Although few would disagree that academic credibility starts you further up the grid, is it the key identifier as we enter the most challenging period that any of us will have encountered in our professional lives? Deep and sophisticated business, financial, entrepreneurial and partnership skills will be needed to keep universities afloat. Universities' strategies and market positioning will need to be spot on and difficult choices will have to be made, demanding leadership skills of the highest order.

One thing I have noticed in leading the professional services of three universities is that many of my professional colleagues come in with at least as good qualifications as their academic colleagues - that is, firsts or upper seconds and PhDs from leading institutions. They often find themselves working near the top of the office soon after appointment, for example as planners or executive officers, and have planned induction programmes enabling them to work in various parts of the organisation, including academic units. They are therefore well equipped to make their way eventually to the chief executive role, but currently are effectively barred from doing so, even though their experience of high-level working is at least equivalent to that of academic colleagues.

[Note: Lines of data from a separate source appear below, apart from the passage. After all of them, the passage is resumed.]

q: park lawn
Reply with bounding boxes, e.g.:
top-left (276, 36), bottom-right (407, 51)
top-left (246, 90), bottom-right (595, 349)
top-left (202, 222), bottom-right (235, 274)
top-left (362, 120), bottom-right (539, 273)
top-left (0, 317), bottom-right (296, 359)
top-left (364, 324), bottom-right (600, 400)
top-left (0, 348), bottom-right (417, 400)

I would like to see governing bodies levelling the playing field so that all members of top teams (many of whom will be graduates of top management programmes) are at least able to compete for the top job if they wish to do so, and are not ruled out simply for the lack of an academic track record.

It makes sense for governing bodies to trawl as widely as possible for top leadership positions and not constrain themselves excessively in terms of prior experience other than internationally competitive leadership and management.

Over the next 10 years and in generations to come, our universities will require the best leaders they can possibly find, from whatever background.